Densification and Its Critics
Densification has its academic critics. Andrés Rodríguez-Pose (London School of Economics) and Michael Storper (UCLA)have concluded that there is insufficient evidence that “upzoning” (an important densification strategy) can improve housing affordability and that it could “increase gentrification within prosperous regions and would not appreciably decrease income inequality.”
Patrick Condon of the University of British Columbia has shown that densification in the city of Vancouver has not improved housing affordability. Condon had been an eloquent advocate of densification but describes how the “indisputable” evidence convinced him to the contrary (Note 2). Condon also provides a reminder that “upzoning” increases the value of land (by increasing the development value).

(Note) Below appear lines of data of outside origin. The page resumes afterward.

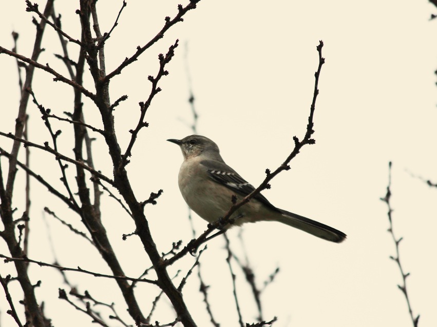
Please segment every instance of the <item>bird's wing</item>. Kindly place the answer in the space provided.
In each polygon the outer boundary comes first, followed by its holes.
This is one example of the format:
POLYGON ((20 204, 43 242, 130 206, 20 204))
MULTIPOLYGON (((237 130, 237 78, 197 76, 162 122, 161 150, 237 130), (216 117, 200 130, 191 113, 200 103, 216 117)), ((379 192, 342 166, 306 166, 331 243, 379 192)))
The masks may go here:
MULTIPOLYGON (((212 180, 225 186, 239 194, 246 196, 255 189, 250 183, 224 162, 213 160, 204 160, 200 162, 200 164, 206 169, 208 176, 212 180)), ((279 209, 269 202, 261 193, 258 193, 253 198, 271 209, 279 211, 279 209)))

The city of Vancouver case may be the most compelling in demonstrating densification’s limits. No fully built-out major urban core municipality in North America or Western Europe has densified to the same extent as Vancouver. By 1961, Vancouver was fully built-out and had a population of 385,000. In 2016, the population was 631,000 (in virtually the same land area), an increase of more than 60% in both urban density and population from 1961 (Figure 5).
Meanwhile, housing affordability had deteriorated materially in the Vancouver area market (which includes the city and suburbs), with the median house price (all forms of owned housing) being 13.0 times the median household income in 2020. This is more than three times its 1971 affordability (3.9), and up from 5.3 in 2004.Vancouver has second worst housing affordability among the 92 major markets covered by Demographia International Housing Affordability 2021, trailing only Hong Kong.
Margaret Wilson’s autobiography points to exactly the sort of issue which is the problem with politics. In a review in Newsroom, it was stated:
Wilson’s memoir reads like a meticulous case for the defence of the implicit charge that she was a key part of a party which, in the words of an international academic, “began and largely accomplished” an economic programme which “greatly exacerbated insecurity and inequality” through an “economic restructuring that was far more radical than in other democracies” I accept Wilson’s plea in mitigation that she did all that she could.
But the legacy of the neoliberal revolution remains. Where there should be a thriving left I see a disengaged, disoriented electorate and a confused political landscape, rife with distrust, delusion, magical thinking and even despair.